3.6.1 fails with gcc 12.2.0. I'll test with gcc 8.5.0 when it's done compiling.

With gcc 8.5.0 everything is fine on 3.6.0 and a1f79b3accbc19a985454ae2ee4b303a3b8b8254

faho commented 1 year ago

cc @krobelus, who's done the edit/undo stuff.

This points to (adjusted by one line to match current master):

https://github.com/fish-shell/fish-shell/blob/14d6b1c3dea59b8a8c3836f4d270f1d5c33c57db/src/reader.cpp#L296

as the source of this particular crash:

terminate called after throwing an instance of 'std::out_of_range' what(): basic_string::substr: __pos (which is 4294888284) > this->size() (which is 14)
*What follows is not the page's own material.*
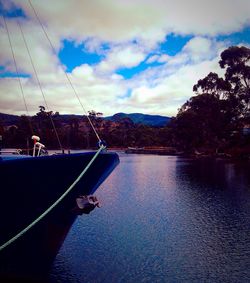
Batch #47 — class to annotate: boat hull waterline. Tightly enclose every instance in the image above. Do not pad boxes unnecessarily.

If I'm reading it right, edit.offset is unset (it's near 32-bit-max).

Could we harden this by inserting a length/offset check and just refuse to do anything? How would this even happen?

mqudsi commented 1 year ago

So after I patched allow_posix_spawn() to return false, noshebang.fish passed. Except after that point, I couldn't get the test to fail even after reverting my patch. My best guess is that I ran into a qemu oddity, though I don't know if that means I should apply the armv6 no posix spawn patch or not.

mqudsi commented 1 year ago

How would this even happen?

My guess is a compiler bug (but why don't I get this w/ gcc 8.3.0?) caused by passing edit_t by value. It would be interesting to see if it disappears if you change that to pass by ptr or reference.

faho commented 1 year ago

Okay I'm going to close this one for lack of activitity and interest (and because it'll be completely irrelevant once the C++ is replaced)